Should we be willing, that the Africans or any other nation should purchase us, our wives and children, transport us into Africa and there sell us into perpetual and absolute slavery?  Should we be willing that they by large bribes and offers of a gainful traffic should entice our neighbors to kidnap and sell us to them, and that they should hold, in perpetual and cruel bondage, not only ourselves, but our posterity through all generations?  Yet why is it not as right for them to treat us in this manner, as it for us to treat them in the same manner?  Their colour indeed is different from ours.  But does this give us the right to enslave them?  The nations of Germany to Guinea have complexions of every shade from the fairest white, to the jetty black:  and if a black complexion subject a nation or an individual to slavery; where shall slavery begin?  Or where shall it end? 

 

(Quoted in A God Entranced Vision of All Things, p. 158.  You can read the entire sermon, Injustice and Impolicy of the Slave Trade and of the Slavery of Africans, here.)
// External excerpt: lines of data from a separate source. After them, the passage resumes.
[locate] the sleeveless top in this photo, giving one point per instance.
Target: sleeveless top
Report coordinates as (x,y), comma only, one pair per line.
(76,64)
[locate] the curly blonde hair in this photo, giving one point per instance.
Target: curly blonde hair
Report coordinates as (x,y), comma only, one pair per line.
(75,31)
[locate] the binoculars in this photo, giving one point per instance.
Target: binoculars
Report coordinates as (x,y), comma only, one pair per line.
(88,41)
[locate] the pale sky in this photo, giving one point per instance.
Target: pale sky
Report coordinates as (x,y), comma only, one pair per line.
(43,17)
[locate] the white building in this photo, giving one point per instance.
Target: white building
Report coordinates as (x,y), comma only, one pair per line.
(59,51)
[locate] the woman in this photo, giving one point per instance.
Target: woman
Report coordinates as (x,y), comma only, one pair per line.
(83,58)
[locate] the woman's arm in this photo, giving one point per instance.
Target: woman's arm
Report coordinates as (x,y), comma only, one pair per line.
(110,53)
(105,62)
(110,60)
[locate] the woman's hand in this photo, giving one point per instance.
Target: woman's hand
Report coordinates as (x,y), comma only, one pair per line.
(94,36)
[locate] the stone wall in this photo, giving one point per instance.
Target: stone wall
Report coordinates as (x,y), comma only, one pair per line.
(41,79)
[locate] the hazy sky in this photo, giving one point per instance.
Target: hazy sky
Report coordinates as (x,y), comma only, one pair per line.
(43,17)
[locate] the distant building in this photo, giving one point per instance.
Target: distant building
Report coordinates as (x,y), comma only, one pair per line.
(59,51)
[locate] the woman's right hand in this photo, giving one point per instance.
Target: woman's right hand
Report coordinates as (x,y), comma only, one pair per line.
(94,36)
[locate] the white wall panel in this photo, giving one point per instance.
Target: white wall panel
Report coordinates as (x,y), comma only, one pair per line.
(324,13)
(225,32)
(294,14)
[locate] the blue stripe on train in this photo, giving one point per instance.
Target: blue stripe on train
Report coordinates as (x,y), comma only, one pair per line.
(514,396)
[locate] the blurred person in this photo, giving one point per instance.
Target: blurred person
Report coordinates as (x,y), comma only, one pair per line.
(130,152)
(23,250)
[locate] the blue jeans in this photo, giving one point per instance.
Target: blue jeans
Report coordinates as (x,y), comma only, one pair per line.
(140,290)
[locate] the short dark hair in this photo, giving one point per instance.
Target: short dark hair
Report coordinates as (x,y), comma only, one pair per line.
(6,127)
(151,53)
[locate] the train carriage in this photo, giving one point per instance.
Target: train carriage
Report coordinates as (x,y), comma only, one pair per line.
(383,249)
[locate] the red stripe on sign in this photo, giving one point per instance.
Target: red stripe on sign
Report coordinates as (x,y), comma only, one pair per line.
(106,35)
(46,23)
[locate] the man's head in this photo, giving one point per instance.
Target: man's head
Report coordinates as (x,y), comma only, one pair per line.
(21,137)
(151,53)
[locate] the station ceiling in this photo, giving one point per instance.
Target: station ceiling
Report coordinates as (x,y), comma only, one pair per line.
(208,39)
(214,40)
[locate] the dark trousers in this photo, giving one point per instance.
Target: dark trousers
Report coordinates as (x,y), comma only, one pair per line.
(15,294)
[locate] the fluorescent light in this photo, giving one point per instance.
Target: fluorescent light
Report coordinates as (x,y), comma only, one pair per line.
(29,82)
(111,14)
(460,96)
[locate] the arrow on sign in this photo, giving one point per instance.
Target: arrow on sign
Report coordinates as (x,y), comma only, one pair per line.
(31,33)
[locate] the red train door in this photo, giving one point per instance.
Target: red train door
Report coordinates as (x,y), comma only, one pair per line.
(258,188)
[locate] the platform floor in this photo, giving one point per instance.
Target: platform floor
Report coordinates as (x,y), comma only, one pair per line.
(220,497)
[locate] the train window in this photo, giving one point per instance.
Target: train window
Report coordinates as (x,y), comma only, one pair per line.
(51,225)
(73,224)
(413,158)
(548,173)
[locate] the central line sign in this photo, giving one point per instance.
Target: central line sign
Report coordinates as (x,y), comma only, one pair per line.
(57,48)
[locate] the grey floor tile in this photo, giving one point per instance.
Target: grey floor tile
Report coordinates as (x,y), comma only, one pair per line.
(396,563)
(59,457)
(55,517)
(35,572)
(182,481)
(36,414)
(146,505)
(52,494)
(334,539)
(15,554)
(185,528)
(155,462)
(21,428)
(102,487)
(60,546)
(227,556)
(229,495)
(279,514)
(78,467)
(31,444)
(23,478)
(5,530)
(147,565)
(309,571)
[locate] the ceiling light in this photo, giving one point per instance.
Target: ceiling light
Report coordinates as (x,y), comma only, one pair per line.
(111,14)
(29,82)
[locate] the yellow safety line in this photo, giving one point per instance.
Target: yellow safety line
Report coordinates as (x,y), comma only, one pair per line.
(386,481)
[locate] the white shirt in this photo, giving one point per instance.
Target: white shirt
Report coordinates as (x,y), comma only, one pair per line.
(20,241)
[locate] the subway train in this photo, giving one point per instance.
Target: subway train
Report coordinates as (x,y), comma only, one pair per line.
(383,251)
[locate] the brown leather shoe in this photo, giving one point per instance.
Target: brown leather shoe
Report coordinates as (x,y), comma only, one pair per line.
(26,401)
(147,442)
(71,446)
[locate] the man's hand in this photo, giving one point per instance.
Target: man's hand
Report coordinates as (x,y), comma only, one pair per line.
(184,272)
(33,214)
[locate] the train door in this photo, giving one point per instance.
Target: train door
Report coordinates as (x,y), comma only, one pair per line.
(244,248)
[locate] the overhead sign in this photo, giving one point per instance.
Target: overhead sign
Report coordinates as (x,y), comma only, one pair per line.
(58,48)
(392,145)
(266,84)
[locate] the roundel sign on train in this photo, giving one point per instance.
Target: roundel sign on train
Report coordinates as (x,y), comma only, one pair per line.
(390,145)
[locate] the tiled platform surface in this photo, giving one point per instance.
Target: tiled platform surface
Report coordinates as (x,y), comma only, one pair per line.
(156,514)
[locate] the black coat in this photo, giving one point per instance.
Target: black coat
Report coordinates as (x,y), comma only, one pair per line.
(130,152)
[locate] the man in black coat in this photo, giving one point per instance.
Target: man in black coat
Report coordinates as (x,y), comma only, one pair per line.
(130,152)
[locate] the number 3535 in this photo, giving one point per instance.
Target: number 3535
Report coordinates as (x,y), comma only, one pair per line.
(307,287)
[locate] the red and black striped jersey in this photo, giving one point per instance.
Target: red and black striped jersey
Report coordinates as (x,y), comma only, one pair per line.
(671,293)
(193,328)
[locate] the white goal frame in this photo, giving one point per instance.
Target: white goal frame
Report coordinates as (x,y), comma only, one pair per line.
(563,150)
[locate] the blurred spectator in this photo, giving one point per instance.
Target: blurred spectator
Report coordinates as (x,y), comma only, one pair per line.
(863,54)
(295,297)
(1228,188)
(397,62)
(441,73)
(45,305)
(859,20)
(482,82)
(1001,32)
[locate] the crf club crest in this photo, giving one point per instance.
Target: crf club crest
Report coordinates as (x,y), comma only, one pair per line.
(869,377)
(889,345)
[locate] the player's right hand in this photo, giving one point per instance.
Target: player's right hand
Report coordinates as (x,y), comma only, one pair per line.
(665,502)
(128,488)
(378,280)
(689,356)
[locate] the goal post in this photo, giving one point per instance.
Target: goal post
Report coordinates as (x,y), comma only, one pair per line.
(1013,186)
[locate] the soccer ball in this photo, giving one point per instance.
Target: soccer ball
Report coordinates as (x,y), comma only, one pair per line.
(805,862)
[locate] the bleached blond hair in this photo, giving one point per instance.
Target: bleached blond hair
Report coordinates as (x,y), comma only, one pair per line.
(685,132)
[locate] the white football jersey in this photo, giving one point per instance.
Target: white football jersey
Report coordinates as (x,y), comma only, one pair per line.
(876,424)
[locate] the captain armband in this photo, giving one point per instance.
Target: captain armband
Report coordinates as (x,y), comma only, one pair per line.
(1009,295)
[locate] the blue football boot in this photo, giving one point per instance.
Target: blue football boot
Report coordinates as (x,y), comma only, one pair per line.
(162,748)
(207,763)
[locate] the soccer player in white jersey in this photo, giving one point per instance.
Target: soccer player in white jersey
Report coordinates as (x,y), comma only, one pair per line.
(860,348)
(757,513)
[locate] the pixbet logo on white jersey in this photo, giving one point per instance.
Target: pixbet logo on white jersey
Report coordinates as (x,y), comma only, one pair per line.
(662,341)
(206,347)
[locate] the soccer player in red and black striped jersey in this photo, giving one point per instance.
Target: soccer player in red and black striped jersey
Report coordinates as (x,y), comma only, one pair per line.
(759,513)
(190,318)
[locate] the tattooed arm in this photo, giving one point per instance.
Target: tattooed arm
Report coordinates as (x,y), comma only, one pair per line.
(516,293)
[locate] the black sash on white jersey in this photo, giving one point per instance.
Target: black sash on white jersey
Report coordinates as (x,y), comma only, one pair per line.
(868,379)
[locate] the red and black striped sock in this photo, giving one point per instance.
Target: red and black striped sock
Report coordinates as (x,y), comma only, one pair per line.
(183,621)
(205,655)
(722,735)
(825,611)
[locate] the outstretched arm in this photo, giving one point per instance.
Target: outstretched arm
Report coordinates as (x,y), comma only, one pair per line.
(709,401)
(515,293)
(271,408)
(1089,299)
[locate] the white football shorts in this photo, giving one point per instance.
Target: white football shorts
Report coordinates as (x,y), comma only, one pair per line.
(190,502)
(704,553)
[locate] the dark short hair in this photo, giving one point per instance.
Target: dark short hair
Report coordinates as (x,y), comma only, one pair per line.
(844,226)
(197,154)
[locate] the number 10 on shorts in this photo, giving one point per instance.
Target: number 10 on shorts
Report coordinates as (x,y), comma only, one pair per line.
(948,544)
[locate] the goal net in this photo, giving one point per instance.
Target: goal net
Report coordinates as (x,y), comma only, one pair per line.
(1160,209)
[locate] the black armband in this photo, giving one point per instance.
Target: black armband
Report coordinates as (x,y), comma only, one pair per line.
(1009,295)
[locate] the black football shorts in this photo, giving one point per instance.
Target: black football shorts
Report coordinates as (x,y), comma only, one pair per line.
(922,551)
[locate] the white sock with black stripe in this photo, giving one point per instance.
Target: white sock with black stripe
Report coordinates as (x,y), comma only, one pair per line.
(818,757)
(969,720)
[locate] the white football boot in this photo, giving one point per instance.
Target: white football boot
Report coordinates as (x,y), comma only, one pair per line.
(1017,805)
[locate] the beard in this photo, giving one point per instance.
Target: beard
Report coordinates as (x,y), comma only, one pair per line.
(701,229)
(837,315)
Edwards does an excellent job here of showing that the color of your skin is irrelevant to your personhood.  Choosing the point on the scale of colors after which a person would lose his rights as a human being would be a completely subjective and arbitrary enterprise.  Would someone on the other side of that arbitrary line suddenly become a non-human without rights?  Why?  If the characteristic of color is truly relevant, then anyone with lighter skin is more deserving of rights than someone with darker skin.  Am I more human than someone with a tan?  The notion is ridiculous.

In the same way, those who advocate abortion rights often cite similar irrelevant characteristics such as size (the fetus is so small!) or level of development (the fetus can’t do everything I can!) to disqualify the unborn child as deserving of rights.  (I’m indebted to STR for their clarification of this in the SLED Test.)  But if those characteristics were relevant to our rights and humanness, why should the line be arbitrarily drawn at birth?  If they’re relevant, then Andrew Jones (“Tall Skinny Kiwi“) should have more rights than I, and I should have more rights than a young child who has not yet learned to walk.

The truth is that, as with slavery, our culture is defensively protecting its sin with some very weak arguments about irrelevant characteristics.